Physicians can now use the telephone to reach out and treat patients suffering from a heart attack at a distant location.

MDphone, a device containing a telephone and a defibrillator, about the size of a small attache' case, recently received approval for marketing by the Food and Drug Administration. It will be prescribed for patients recovering from a heart attack who are still at risk, said Dr. Rodolphe Ruffy, a cardiologist at the Jewish Hospital at Washington University in St. Louis who was involved in the clinical trials of the device.

When MDphone is prescribed, the person's medical history is entered into a computer along with the telephone number of a local hospital. If another heart attack occurs, a family member or friend opens the case, and the device automatically dials the hospital. A synthesized voice instructs the bystander on how to attach the electrodes of the defibrillator to the patient's chest.

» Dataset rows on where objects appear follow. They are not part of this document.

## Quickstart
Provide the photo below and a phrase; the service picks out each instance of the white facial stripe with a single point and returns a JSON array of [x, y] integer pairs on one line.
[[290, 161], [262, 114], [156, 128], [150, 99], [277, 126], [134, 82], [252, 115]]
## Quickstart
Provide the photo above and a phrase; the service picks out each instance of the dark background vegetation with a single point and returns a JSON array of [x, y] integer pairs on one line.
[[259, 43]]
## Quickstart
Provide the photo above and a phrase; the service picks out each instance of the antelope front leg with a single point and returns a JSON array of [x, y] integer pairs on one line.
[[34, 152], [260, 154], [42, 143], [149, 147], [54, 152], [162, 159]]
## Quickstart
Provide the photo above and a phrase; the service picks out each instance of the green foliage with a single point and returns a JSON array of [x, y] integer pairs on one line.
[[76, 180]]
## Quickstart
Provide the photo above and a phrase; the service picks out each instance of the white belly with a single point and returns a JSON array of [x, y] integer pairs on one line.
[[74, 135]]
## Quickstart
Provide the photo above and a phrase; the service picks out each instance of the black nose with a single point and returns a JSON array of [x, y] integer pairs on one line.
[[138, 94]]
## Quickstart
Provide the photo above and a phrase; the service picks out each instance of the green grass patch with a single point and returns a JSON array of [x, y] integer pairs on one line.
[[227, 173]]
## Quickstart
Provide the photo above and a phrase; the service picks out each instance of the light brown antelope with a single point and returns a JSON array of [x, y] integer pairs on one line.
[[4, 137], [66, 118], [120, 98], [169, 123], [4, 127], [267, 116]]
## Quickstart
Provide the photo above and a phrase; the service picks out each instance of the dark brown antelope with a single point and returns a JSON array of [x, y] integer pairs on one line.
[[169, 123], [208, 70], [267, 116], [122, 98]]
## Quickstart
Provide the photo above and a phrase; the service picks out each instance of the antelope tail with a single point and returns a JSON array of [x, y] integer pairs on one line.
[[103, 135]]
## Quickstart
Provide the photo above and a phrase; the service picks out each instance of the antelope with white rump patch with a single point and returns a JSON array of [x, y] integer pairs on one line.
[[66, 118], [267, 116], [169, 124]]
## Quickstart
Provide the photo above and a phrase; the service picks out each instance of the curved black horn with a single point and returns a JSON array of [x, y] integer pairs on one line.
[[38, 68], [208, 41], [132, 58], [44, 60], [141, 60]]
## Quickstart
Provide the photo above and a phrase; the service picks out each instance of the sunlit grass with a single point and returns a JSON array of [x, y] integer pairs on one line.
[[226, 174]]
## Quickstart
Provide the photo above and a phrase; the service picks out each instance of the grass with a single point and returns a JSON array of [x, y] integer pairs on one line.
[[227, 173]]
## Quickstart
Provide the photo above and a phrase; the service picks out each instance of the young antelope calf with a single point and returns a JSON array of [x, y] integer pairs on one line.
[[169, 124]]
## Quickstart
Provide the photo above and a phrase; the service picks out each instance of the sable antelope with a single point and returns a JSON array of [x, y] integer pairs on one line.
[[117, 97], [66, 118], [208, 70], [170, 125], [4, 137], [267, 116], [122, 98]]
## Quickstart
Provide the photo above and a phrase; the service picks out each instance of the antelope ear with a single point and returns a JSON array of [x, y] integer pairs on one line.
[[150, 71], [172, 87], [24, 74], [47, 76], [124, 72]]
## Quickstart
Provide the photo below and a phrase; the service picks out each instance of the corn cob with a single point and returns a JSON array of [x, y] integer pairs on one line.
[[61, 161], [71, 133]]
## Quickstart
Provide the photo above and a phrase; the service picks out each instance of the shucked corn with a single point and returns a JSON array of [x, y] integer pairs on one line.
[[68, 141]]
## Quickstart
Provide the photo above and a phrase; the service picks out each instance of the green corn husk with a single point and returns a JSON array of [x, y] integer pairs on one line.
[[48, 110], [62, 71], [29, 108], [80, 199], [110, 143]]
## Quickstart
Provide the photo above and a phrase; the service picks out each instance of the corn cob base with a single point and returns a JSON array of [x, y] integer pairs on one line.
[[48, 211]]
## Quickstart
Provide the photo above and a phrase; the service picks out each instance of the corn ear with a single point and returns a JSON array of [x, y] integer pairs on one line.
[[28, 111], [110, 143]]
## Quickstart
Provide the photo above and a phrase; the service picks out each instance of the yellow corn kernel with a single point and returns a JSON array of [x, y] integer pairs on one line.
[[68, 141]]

At the hospital, the person's medical history along with an electrocardiogram appears on a computer terminal. The doctor can decide if electric shock is needed.

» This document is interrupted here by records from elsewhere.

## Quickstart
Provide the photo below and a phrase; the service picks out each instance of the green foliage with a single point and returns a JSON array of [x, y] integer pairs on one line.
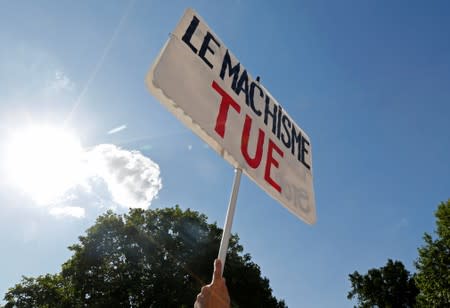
[[433, 265], [152, 258], [389, 286]]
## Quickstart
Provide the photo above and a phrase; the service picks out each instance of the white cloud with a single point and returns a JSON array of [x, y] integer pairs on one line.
[[117, 129], [68, 211], [132, 178], [60, 82]]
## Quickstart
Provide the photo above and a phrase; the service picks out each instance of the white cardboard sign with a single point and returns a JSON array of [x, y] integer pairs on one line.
[[203, 84]]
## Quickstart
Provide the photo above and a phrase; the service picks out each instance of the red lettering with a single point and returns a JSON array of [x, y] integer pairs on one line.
[[252, 162], [272, 161], [225, 104]]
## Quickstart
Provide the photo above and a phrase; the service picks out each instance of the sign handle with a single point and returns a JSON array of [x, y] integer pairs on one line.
[[229, 219]]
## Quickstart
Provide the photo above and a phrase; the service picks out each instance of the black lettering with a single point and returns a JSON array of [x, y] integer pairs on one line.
[[205, 47], [232, 70], [296, 138], [252, 97], [243, 86], [273, 114], [285, 137], [280, 112], [189, 32], [304, 150]]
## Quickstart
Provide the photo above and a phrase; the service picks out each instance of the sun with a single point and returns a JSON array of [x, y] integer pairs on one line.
[[44, 161]]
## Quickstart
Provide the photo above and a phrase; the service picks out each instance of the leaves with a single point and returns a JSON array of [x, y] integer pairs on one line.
[[152, 258], [389, 286]]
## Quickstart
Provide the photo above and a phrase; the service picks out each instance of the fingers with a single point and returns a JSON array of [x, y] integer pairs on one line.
[[217, 274]]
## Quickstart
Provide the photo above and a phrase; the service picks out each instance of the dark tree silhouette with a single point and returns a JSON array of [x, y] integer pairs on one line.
[[151, 258]]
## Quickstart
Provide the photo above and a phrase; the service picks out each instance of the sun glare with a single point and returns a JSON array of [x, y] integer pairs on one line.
[[44, 162]]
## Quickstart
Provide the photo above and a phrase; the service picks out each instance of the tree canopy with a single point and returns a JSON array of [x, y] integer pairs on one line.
[[433, 265], [389, 286], [145, 258]]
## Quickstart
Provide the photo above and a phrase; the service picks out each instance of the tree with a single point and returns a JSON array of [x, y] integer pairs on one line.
[[152, 258], [433, 265], [389, 286]]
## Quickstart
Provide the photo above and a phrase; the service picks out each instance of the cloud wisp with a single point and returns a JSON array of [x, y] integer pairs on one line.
[[68, 211], [117, 129], [132, 178]]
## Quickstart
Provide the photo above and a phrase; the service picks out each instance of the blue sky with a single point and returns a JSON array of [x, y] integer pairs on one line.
[[368, 81]]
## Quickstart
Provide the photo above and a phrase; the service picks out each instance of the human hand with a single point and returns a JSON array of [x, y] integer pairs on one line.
[[215, 294]]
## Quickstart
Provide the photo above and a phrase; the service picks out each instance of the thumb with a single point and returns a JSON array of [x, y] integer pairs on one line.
[[217, 274]]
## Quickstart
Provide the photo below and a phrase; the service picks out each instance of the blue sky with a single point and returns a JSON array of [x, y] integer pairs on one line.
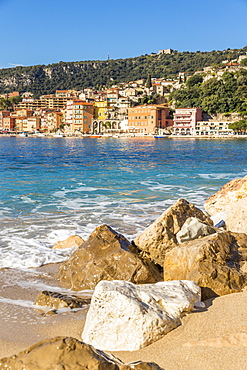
[[48, 31]]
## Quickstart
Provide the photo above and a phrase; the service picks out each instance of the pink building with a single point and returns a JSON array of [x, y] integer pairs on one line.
[[185, 120]]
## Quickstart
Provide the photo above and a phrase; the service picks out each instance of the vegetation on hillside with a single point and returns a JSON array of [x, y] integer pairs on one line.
[[225, 95], [42, 79]]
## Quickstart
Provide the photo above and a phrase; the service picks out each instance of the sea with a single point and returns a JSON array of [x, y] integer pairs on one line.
[[52, 188]]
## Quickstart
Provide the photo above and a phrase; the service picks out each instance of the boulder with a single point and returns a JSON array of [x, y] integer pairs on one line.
[[65, 353], [230, 204], [126, 317], [55, 300], [160, 236], [106, 256], [212, 262], [193, 229], [236, 219], [73, 241]]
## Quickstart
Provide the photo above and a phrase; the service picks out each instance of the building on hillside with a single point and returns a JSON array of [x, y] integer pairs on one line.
[[79, 115], [66, 94], [8, 123], [50, 119], [3, 114], [101, 109], [31, 124], [185, 120], [149, 119], [14, 93], [213, 128], [31, 103], [158, 89], [23, 112], [167, 51]]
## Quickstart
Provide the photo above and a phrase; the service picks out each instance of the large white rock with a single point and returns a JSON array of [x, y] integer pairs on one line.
[[192, 229], [126, 317]]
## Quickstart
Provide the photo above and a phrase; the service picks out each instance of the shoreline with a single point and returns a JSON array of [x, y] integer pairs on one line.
[[180, 349], [129, 136]]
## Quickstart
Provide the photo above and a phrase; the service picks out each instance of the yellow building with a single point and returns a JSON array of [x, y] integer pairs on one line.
[[101, 109], [79, 115]]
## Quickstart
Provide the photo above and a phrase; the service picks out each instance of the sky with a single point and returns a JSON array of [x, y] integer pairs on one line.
[[49, 31]]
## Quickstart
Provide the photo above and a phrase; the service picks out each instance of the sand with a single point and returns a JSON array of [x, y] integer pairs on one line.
[[190, 346]]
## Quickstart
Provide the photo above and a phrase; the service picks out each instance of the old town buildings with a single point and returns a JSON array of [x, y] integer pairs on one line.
[[125, 108]]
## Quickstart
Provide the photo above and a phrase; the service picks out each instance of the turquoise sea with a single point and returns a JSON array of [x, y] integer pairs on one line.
[[53, 188]]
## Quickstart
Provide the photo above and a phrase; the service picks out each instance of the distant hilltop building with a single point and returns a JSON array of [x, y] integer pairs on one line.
[[167, 51]]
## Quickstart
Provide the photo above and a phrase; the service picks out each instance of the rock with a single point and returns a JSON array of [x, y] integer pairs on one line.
[[61, 353], [160, 236], [193, 229], [126, 317], [55, 300], [73, 241], [236, 219], [106, 256], [230, 204], [212, 262]]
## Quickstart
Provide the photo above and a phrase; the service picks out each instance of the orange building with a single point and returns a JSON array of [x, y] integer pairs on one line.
[[8, 123], [79, 115], [149, 119]]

Defibrillation is a treatment to control rapid and uncoordinated contractions of the heart muscle. People experiencing a heart attack usually have a very irregular heartbeat and may require defibrillation to steady it.

If a person is having a heart attack and is unattended, he can survive four to five minutes, Ruffy said. "The MDphone system saves you a lot of time because the shock can be delivered within a minute after the suitcase is opened," said Ruffy.

Ruffy pointed out that cardiopulmonary resuscitation -- manual pressing on the chest and blowing into the mouth -- is also a good way to keep heart attack victims alive until help arrives.

There are other home-based automatic defibrillators on the market, Ruffy said, but the entire responsibility of performing the defibrillation is in the hands of the bystander. The phone system lets a doctor decide.

S. Eric Wachtel, president and chairman of the board of MEDphone Corp., the company that developed MDphone, sees other uses for the device. "Corporate America could have one of these units in their offices for any medical emergency," he said. "Once the case is open, you can be in touch with a doctor."

MDphone costs about $6,000 to $7,000 and can be leased for $125 to $150 a month.